Arc fault circuit breakers are well known. These breakers comprise contacts that open upon sensing arcing from line to ground, and/or from line to neutral. Arc fault circuit breakers typically use a differential transformer to measure arcing from line to ground. Detecting arcing from line to neutral is accomplished by detecting rapid changes in load current by measuring voltage drop across a relatively constant resistance, usually a bi-metal resistor.

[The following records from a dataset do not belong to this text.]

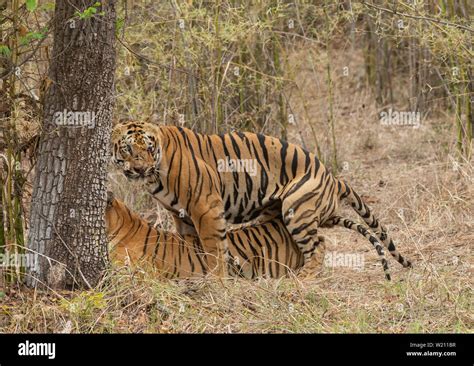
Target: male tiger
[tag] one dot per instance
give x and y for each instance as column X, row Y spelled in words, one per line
column 193, row 176
column 259, row 250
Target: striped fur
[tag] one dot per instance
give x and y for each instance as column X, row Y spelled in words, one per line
column 264, row 250
column 191, row 175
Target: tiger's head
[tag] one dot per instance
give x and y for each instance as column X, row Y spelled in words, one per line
column 136, row 149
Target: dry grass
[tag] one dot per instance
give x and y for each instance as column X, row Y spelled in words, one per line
column 411, row 182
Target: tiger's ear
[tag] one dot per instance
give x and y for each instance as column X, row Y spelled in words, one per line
column 110, row 198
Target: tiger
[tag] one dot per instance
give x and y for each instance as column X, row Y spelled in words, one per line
column 261, row 250
column 210, row 181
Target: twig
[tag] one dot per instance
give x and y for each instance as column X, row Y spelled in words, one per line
column 419, row 17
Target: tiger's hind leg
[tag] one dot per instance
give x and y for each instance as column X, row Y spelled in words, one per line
column 315, row 265
column 349, row 224
column 303, row 228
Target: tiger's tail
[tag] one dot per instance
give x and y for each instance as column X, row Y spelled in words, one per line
column 347, row 193
column 349, row 224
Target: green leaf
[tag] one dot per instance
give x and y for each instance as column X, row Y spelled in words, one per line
column 31, row 5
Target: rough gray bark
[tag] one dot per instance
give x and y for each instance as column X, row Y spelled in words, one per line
column 67, row 228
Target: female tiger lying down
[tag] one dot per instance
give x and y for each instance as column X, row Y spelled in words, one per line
column 265, row 249
column 210, row 181
column 261, row 250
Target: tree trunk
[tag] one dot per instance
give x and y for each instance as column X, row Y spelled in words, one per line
column 67, row 228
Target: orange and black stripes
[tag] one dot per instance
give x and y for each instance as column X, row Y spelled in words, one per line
column 211, row 181
column 255, row 251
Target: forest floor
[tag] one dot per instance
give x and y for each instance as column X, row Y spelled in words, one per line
column 411, row 181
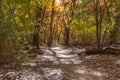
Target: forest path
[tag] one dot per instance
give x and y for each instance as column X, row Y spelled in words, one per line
column 61, row 63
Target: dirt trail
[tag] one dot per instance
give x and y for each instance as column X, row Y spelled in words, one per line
column 65, row 64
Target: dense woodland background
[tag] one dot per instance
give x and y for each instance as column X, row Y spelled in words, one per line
column 30, row 24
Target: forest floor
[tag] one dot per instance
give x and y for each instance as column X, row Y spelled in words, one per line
column 60, row 63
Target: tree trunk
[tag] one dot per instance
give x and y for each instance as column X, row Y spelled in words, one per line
column 97, row 23
column 36, row 41
column 51, row 25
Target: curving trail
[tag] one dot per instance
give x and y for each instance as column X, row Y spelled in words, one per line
column 60, row 63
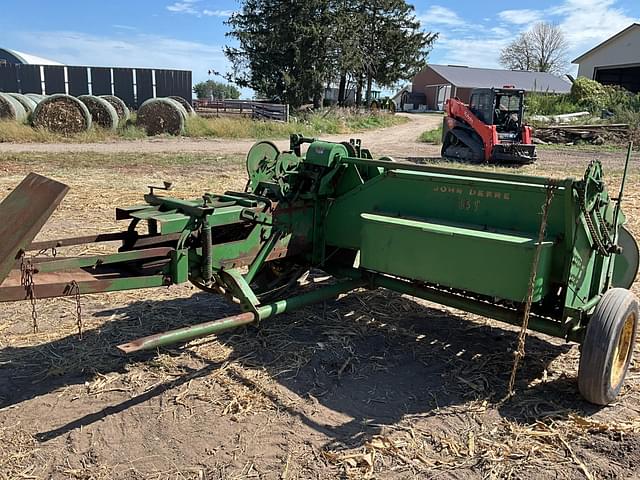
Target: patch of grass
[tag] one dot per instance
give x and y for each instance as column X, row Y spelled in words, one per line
column 432, row 136
column 21, row 133
column 73, row 161
column 314, row 124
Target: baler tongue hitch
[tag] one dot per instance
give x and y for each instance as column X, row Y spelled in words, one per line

Components of arc fault circuit breakers are generally assembled into separate compartments as defined by their function. More specifically, mechanical components, e.g., load current carrying and switching components, of each pole are assembled into mechanical compartments, while the current sensing components are assembled into an electronics compartment. In order to connect the compartments, the load current of each pole must be routed from the mechanical compartments into the electronics compartment, through appropriate current sensing devices, and back into the mechanical compartments. Additionally sensing lines, e.g., from the bi-metal resistors, must also be routed from the mechanical compartments into the electronics compartment. Because these circuit breakers sense arc faults, which are essentially short circuits, the connections of the load current carrying components throughout the circuit breaker must be capable of withstanding enormously high surge currents, sometimes in excess of 10,000 amps. The stresses caused by these extremely large surge currents can blow a connection apart that is not manufactured to proper quality standards. This means that during the assemble process, high quality connections, e.g., welds, bolts, or crimps, must be carefully made and inspected in order to survive the extremely high surge currents, and must be completed at a rate that meets the production schedule.
The electronics compartment typically includes a solenoid having a plunger shaft with a right-angle plunger arm attached at one end thereof. During assembly of the circuit breaker, the plunger arm must drop into a slot in the mechanical compartment for activating a trip mechanism during operation. It will be appreciated that since the plunger shaft is cylindrical, both the plunger shaft and the plunger arm attached to it easily rotate. When the electronics compartment is mated with the mechanical compartment, the plunger arm has been known to rotate in such a manner that it wedges between the two compartments.